オーストラリアの航空最大手であるカンタス航空が、新型コロナウイルスワクチンの接種を義務付けると発表しました。

2万人以上にのぼる全従業員のうち、パイロットや客室乗務員、空港スタッフは11月15日まで、その他の従業員は2022年3月までの接種を求めます。

同国ではシドニーで外出規制が導入されるなど、デルタ株の感染が拡大しており、ワクチン接種率の向上に向けて民間企業でも取り組みが進められています。

目次

  1. 従業員2万2,000人のコロナワクチン接種を義務付け
  2. 従業員の9割が接種意思

従業員2万2,000人のコロナワクチン接種を義務付け

8月18日、オーストラリアの航空最大手であるカンタス航空は、全従業員に新型コロナウイルスワクチン接種を義務付けると発表しました。

11月15日までにパイロットと客室乗務員のほか空港スタッフに、それ以外の従業員については2022年3月末までの接種を求めるものです。

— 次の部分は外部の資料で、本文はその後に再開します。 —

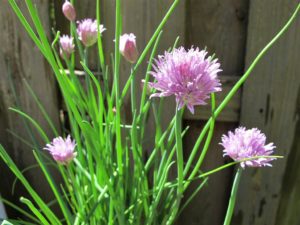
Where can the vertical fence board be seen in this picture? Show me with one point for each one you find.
(221, 27)
(20, 58)
(269, 103)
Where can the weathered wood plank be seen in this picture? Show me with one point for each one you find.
(21, 58)
(270, 103)
(230, 114)
(288, 212)
(219, 25)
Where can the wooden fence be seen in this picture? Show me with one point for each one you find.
(235, 30)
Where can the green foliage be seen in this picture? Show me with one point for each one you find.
(110, 181)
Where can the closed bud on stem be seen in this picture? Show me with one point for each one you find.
(69, 11)
(128, 47)
(66, 46)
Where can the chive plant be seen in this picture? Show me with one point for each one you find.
(106, 178)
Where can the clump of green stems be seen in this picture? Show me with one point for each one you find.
(110, 181)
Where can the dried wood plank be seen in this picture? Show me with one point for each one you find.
(219, 25)
(20, 58)
(270, 103)
(230, 114)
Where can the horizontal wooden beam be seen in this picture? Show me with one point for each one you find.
(231, 113)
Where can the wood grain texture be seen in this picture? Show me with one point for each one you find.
(288, 212)
(219, 25)
(270, 103)
(21, 58)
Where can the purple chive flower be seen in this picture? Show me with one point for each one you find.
(187, 74)
(243, 144)
(128, 47)
(69, 11)
(87, 31)
(62, 150)
(66, 45)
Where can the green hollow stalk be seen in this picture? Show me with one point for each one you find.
(237, 86)
(179, 151)
(232, 199)
(117, 87)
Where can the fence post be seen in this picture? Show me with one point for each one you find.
(19, 60)
(270, 103)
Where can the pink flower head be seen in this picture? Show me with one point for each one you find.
(87, 31)
(243, 144)
(128, 47)
(62, 150)
(66, 45)
(69, 11)
(187, 74)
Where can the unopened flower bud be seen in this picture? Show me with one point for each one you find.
(128, 47)
(87, 31)
(69, 11)
(66, 45)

カンタスの従業員数は、グループ会社を含めると2万2,000人にのぼります。

アラン・ジョイスCEO(最高経営責任者)は以下のように強調しており、ワクチン接種の時間は有給とするなど各種措置を導入しているということです。

ワクチンはロックダウン(都市封鎖)や出入国規制を終えることができる唯一の手段だ

従業員の9割が接種意思

今回の発表に先立ち、カンタスは傘下のLCC(格安航空会社)ジェットスターも含めて従業員の意識調査を行いました。

回答者1万2,000人の89%が、新型コロナウイルスワクチンを接種済みまたは接種を受ける予定だと回答しました。

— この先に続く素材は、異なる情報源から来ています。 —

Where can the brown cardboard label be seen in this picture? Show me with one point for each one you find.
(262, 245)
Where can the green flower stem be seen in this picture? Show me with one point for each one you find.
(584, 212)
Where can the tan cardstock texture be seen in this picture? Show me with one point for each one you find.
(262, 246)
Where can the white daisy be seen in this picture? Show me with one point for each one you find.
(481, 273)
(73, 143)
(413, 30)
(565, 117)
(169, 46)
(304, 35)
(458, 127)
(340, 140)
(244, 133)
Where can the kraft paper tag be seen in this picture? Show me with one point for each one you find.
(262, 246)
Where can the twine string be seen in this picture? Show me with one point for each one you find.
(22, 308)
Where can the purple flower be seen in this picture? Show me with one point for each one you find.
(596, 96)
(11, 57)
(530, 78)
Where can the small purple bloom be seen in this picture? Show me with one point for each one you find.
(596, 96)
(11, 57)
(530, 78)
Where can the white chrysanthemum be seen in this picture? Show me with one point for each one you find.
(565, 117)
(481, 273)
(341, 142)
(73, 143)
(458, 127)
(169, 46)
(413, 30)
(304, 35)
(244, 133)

また回答者の約4分の3が、接種を義務付けるべきと考えていることも分かりました。

4%に当たる約480人は、ワクチンを接種したくない、または接種できないと回答し、カンタスは医療上の理由で接種できない場合は免除するとしています。

デルタ株の感染が拡大しているオーストラリアでは、最大都市シドニーで6月下旬から外出規制が敷かれています。

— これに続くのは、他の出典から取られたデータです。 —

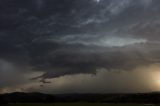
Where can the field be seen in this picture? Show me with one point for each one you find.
(78, 104)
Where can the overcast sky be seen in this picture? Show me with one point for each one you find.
(79, 46)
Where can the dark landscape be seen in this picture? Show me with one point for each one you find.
(138, 98)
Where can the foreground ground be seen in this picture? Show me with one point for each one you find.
(79, 104)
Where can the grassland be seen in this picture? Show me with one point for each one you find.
(78, 104)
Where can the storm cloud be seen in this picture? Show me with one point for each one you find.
(69, 37)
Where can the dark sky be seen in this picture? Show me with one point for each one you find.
(66, 46)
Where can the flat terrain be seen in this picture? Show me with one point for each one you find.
(78, 104)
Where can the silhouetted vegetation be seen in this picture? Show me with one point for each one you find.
(90, 98)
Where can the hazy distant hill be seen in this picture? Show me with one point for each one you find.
(108, 98)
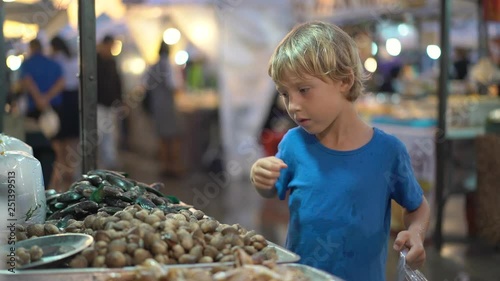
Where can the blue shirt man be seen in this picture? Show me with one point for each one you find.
(340, 201)
(41, 76)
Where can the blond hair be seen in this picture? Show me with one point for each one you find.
(321, 50)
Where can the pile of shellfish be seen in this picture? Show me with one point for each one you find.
(127, 235)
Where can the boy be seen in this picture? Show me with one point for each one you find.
(341, 174)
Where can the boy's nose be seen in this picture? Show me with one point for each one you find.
(293, 105)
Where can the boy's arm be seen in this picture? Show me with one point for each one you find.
(264, 174)
(56, 89)
(418, 221)
(265, 192)
(413, 238)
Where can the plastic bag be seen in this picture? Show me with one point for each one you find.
(8, 143)
(405, 273)
(22, 193)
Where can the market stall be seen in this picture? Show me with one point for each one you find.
(110, 227)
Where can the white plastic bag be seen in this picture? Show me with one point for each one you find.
(22, 193)
(9, 143)
(405, 273)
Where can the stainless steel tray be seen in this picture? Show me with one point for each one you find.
(101, 274)
(314, 274)
(96, 274)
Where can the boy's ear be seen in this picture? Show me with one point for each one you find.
(347, 83)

カンタスは8月3日に、従業員の1割強に相当する約2,500人を、2か月間自宅で待機させると発表していました。

イギリスのオックスフォード大学の研究者らによる「アワー・ワールド・イン・データ」によれば、8月16日時点で必要な回数のワクチン接種を完了した人は、オーストラリアの人口の21%に留まっており、イギリスの60%やアメリカの50%に比べ遅れを取っています。

関係者によれば、現在はワクチン接種について政府に頼っているものの、今後接種比率を引き上げるため、あらゆる可能性を検討するということです。